Freedom of Association, in Practice


Here is a formulation of what I consider matters, in practice, for freedom of association.

Without having to notify or register with anyone else, a group of people ought to be able to:

  • hold property collectively
  • open a bank account
  • have the rules of their group enforced by the courts

The EU proposal seems to risk these things, by requiring non-profit organisations to register with some public authority.

My attempts to find out what the EU is actually doing in this area continue; I have not heard back from the Commission about my request for information, and the relevant government and civil society people in the UK all seem to be away from work this week.

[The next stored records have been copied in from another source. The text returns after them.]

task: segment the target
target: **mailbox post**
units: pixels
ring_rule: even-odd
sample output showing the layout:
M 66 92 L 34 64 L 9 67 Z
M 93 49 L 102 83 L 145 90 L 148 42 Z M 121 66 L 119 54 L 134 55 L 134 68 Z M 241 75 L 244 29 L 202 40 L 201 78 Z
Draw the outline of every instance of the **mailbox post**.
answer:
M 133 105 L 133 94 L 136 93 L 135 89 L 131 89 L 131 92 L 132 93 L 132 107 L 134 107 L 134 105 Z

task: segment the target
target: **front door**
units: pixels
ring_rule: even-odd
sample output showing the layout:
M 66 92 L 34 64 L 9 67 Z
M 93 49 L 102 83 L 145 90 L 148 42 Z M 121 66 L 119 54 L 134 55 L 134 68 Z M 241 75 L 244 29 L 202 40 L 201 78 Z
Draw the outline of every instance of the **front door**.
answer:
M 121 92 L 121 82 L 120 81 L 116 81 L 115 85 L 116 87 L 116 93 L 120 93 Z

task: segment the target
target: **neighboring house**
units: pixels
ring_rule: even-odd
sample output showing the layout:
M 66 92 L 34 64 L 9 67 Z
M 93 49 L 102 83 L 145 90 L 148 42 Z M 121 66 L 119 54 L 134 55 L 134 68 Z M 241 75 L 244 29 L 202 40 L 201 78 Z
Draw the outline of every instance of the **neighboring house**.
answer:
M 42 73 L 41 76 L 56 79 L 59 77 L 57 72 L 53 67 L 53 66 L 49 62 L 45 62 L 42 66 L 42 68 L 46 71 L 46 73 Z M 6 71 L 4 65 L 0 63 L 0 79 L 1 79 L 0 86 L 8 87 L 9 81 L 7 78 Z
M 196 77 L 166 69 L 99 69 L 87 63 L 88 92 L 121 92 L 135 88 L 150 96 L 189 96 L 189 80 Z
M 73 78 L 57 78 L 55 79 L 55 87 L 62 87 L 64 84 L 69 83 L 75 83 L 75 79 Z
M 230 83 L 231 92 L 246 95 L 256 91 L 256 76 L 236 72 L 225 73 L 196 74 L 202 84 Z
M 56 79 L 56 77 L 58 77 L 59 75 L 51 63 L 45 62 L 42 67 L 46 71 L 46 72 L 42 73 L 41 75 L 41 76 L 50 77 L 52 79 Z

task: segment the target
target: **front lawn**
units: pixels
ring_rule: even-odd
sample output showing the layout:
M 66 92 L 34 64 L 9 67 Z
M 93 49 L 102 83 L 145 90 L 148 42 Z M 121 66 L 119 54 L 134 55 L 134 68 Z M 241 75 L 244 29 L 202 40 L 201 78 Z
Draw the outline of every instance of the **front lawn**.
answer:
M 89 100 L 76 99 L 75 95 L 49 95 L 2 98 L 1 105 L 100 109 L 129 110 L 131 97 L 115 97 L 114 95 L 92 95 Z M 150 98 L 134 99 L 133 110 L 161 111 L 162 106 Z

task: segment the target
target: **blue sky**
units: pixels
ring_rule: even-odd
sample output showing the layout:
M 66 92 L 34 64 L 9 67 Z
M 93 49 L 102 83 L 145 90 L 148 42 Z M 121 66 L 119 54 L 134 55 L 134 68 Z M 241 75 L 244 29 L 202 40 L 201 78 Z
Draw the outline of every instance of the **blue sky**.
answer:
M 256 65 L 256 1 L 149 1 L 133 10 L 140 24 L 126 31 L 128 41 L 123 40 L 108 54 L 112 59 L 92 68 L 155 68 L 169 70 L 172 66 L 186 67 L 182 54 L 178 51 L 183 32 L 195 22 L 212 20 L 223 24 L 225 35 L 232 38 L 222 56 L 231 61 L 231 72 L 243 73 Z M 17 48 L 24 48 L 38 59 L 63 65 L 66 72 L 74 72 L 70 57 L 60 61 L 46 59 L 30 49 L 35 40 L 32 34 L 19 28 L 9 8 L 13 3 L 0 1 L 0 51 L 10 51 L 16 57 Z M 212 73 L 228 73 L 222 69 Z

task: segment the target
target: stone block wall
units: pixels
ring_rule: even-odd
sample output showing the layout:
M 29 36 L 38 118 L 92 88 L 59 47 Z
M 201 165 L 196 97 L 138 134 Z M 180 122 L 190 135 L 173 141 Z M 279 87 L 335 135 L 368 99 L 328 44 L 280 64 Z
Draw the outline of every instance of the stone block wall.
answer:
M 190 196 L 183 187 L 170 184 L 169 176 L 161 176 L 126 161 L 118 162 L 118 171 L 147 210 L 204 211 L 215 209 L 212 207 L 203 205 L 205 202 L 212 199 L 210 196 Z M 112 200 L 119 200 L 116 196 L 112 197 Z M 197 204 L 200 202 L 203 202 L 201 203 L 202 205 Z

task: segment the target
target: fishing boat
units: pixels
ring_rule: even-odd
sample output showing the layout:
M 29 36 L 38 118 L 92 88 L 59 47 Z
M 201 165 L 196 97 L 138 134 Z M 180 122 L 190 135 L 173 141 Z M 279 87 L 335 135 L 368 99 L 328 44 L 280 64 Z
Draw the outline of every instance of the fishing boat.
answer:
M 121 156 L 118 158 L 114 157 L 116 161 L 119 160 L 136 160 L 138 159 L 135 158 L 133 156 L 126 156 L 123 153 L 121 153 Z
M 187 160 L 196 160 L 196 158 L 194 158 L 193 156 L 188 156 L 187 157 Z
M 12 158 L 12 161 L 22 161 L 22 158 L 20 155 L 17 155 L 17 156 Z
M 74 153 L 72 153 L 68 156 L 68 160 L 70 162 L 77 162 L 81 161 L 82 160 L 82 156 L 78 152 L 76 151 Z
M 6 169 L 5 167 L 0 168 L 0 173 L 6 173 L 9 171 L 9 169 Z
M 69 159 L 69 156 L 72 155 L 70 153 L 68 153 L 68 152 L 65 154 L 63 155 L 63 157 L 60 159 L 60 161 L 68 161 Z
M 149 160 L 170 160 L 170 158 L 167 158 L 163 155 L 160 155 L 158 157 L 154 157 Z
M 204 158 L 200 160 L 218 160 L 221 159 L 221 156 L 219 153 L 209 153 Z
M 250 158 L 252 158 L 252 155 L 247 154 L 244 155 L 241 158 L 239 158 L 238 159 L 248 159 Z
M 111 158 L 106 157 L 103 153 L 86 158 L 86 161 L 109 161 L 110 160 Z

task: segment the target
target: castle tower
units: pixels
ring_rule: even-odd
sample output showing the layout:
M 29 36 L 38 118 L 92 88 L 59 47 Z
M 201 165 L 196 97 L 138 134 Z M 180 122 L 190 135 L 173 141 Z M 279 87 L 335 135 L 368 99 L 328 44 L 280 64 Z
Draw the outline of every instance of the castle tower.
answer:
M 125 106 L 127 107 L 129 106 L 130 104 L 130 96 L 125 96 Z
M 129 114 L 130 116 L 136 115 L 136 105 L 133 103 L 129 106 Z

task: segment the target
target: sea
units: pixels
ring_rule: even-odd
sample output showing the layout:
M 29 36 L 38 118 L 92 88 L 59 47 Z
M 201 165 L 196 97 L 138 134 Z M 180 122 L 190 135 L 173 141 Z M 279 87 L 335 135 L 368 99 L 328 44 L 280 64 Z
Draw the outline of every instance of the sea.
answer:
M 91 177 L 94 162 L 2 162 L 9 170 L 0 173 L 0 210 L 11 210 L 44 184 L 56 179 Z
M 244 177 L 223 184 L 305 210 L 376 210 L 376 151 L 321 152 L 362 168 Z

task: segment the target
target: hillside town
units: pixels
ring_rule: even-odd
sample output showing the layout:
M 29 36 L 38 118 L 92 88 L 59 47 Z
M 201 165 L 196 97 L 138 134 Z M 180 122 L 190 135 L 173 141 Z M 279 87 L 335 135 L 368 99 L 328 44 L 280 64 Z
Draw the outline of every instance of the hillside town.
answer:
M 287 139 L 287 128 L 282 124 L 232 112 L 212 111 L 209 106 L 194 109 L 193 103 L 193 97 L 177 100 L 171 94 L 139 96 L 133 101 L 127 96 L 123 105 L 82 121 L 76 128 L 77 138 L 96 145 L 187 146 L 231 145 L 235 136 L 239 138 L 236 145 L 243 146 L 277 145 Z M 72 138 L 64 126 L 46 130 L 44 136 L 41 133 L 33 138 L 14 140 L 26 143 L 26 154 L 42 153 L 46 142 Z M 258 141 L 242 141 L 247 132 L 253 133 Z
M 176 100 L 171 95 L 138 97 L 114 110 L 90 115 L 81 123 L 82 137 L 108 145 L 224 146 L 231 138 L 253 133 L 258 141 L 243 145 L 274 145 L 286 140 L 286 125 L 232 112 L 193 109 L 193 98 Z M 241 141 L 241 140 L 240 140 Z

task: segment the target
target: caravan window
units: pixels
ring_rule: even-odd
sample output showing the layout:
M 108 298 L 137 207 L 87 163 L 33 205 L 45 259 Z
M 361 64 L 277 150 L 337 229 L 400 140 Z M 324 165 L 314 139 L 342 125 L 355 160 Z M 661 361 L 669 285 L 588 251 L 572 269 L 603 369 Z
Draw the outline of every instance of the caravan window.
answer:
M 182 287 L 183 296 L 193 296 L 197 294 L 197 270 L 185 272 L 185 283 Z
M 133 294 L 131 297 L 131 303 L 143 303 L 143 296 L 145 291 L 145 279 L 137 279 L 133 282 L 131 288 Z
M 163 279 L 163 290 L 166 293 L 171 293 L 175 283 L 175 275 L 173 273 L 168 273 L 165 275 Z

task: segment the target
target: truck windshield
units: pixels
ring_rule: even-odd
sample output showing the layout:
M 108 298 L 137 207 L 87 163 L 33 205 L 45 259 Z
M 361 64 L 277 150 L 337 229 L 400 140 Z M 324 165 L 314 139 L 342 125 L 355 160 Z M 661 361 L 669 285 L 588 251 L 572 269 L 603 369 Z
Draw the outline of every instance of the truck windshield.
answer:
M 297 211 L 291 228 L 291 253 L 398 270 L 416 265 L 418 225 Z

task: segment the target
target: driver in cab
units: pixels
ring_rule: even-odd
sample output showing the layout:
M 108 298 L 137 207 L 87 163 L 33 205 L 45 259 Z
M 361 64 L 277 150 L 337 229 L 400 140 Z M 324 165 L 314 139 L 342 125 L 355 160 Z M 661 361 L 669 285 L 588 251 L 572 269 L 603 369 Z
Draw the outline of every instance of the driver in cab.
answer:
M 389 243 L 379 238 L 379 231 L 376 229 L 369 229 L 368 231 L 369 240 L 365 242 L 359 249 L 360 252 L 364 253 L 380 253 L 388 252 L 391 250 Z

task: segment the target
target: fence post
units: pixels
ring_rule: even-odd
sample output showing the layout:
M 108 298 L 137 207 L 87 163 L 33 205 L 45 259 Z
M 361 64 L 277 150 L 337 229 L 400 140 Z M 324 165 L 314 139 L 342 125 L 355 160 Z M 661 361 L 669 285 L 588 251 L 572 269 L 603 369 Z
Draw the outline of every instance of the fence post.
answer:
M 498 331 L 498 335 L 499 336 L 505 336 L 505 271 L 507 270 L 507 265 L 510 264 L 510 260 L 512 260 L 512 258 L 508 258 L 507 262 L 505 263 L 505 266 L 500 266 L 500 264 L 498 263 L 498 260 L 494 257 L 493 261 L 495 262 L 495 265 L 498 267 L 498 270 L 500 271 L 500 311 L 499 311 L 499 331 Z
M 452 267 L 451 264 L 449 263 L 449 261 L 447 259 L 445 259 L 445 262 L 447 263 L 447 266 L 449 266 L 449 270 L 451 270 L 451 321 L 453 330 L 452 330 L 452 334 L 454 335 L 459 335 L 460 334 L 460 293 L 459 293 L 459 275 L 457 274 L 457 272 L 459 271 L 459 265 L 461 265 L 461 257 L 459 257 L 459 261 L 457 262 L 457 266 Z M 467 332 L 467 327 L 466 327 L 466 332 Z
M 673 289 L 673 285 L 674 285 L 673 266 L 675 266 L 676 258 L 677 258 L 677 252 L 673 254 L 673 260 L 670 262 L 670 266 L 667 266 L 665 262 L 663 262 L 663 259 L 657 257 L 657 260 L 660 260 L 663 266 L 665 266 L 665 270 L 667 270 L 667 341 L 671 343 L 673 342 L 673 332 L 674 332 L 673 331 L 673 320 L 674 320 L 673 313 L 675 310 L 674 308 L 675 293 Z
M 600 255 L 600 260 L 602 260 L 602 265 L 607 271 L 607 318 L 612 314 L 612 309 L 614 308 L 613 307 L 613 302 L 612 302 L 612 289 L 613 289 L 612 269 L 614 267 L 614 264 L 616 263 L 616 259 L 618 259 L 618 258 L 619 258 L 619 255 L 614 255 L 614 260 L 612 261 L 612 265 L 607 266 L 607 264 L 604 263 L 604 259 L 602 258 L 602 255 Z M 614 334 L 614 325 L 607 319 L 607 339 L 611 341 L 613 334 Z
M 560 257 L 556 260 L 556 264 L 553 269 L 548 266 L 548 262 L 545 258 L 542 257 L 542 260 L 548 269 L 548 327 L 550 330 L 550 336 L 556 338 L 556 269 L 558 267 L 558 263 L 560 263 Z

Registering unincorporated associations


I have spoken with the relevant official in the European Commission about the Non-Profit Organisation regulation proposal. He seems to think that organisations shouldn't be allowed to collect money from the public unless they're "registered", that such a right is not or ought not to be "automatic", and that registration should be some sort of quid pro quo, though quid the quo is, I don't know.

In practice, this would mean that you couldn't set up a website for your organisation's single-issue political campaign, and give out an address for people to send cheques to. Collecting money on the street already requires a permit, but this hardly constitutes "registration". He didn't give any justification for this proposed change.

As a member of a law-abiding non-profit organisation which isn't registered with anyone other than its bankers, I'd like a reason for being asked to change my ways.

As with many of these EU recommendations, it's impossible to determine with sufficient confidence just how mandatory its provisions are going to be, though I accept the Commission's statements that most of the measures are going to be pretty voluntary.